I just left my dentist’s office. After my third visit in the past six weeks, my dental hygienist finally gave me the thumbs up, and declared this cleaning to be over. When I first moved here to my little corner of South America, I was amazed that one procedure didn’t necessarily correspond to one visit; I’ve had previous cleanings that were done over a period of five sessions, and I even had one root canal that took six (one-hour!) sessions to complete. I still remember asking, nervously, how much all of this was costing me. When they told me that it wasn’t costing anything extra, that their goal was to complete each procedure until they achieved the desired results–no matter how long it took–they saw the confused look on my face, and chuckled. They were dumbfounded by my suggestion that I was being charged per visit, and asked me if anyone really charges patients in such a manner. (At that point, as I looked back on all of my medical visits while living in the United States, it was my turn to chuckle!)

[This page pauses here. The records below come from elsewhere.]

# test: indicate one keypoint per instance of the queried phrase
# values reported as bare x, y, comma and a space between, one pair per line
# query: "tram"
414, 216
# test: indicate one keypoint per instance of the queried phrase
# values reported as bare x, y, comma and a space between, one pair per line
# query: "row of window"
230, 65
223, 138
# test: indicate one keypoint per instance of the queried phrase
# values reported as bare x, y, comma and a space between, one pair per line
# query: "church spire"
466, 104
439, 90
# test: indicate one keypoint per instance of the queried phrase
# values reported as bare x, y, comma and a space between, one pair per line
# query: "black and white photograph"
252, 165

Just a couple of days ago, I realized that I had not had a major flare in the past month. Of course, I stopped to wonder what, if anything, was different during the past few weeks. It’s certainly not the meds, as I’ve not taken any since early this year. The weather here in the southern hemisphere is turning warmer as we move into summer; while I know this helps we’ve also had our share of cold, rainy days during the month of November. My diet is unchanged, as are my exercise levels. The only thing that I could think of was all of this dental work that I’ve had done recently; to further bolster this theory is the fact that the exact same thing happened a couple of years ago: after what was then months of dental work (including the above-mentioned root canal,) I had an extended period where my RA symptoms were much lower than usual.
Might there be a connection between dental health and rheumatoid arthritis activity? Even though I haven’t read any of the reports in detail, over the past few years I have seen multiple headlines which referred to a connection between the two. And during the most recent Annual Scientific Meeting of the American College of Rheumatology, I did see many Tweets which talked about studies associated with periodontal disease and rheumatoid arthritis.
My dentist and my dental hygienist both know that I live with RA, and know that when I say that it’s sometimes just too painful to brush and floss, that I’m not just making up excuses. They tell me that my chronic illness is one of the reasons why they want to ensure that I achieve the best possible results during each one of my procedures. “A person’s gums are a window into a person’s immune system,” they told me during my previous visit. I had never heard such a thing…but the more I thought about it, the more sense it made.
So I’m curious: has anyone else noticed a connection between their dental health and their autoimmune arthritis activity?